The Legion of Super-Heroes swept into Smallville from the 30th century asking for Superboy’s help. Someone broke into the future Superman Museum and stole a time-ray projector and used it to kidnap all the residents of Tokyo. The foe reveals himself to be the Gorgli, and it wants 10,000 humans to sell as slaves. You can imagine how the Legion and Superboy felt about that demand.
The “sensational super-teens” jump into action to solve the problem. Because the Gorgli went back in time to steal Clark Kent’s super-glasses and used the lenses to create weapons and a light-activated force-field around its spacecraft, the ship is invulnerable to Superboy’s powers. The Legion and Superboy very quickly come to the conclusion that they have to get back in the time bubble and go to Krypton to snag another lens. They use it to power a light weapon strong enough to fight back against the Gorgli.
It all happens fast. While the resolution felt rushed, it also makes sense because it felt like a realistic reaction. They were in an emergency situation, they had an idea, and tried it in a matter of pages. I’d rather see the action than look at several panels of the characters talking about a solution.
As much as I enjoyed watching Superboy working with a group of fellow teen heroes, I don’t feel like I learned much about the Legion though. It’s only a single issue and it’s a special circumstance because Superboy is featured so I didn’t expect pages of back story. However, I barely got an idea of what the team could do.
We saw Shrinking Violet shrink, we saw Wildfire use his heat-vision, and there was a reference to Shadowlass covering Shrinking Violet with darkness. Unless I missed it, there wasn’t any mention of Cosmic Boy’s powers. He seemed to operate the time bubble, but I interpreted that as being a piloting skill and not a superpower. I would have liked to seen more of the Legion showing off their stuff. And speaking of that…

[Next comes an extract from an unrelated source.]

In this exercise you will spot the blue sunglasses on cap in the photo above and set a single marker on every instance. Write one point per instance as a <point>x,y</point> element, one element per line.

I can’t get over Cosmic Boy’s costume. It reminds me of Dr. Frank N. Furter’s racy ensemble in The Rocky Horror Picture Show. Mike Grell was responsible for the redesign, and I applaud him for it. Seeing a male superhero in a revealing and ridiculous costume is reassuring because goodness knows female heroes get stuck in impractical outfits all the time for the sake of showing skin. Shadow Lass has a costume that’s even more revealing than Cosmic Boy’s.
Besides Cosmic Boy’s uniform, my favorite part of the book was a few panels in the beginning focusing on Clark Kent’s disguise. Pa Kent points out that the glasses are a flimsy trick, and that he’s amazed people are fooled by it. Clark explains it’s much more than just the glasses, and he’s been developing skills to accompany them to create an entire personality to deceive people and keep his true identity hidden. It’s not the first time I’ve seen the disguise explained, but I haven’t seen Clark reassure his father about it before.
Finally, anyone else think this box is labeled “Kessel Spices?”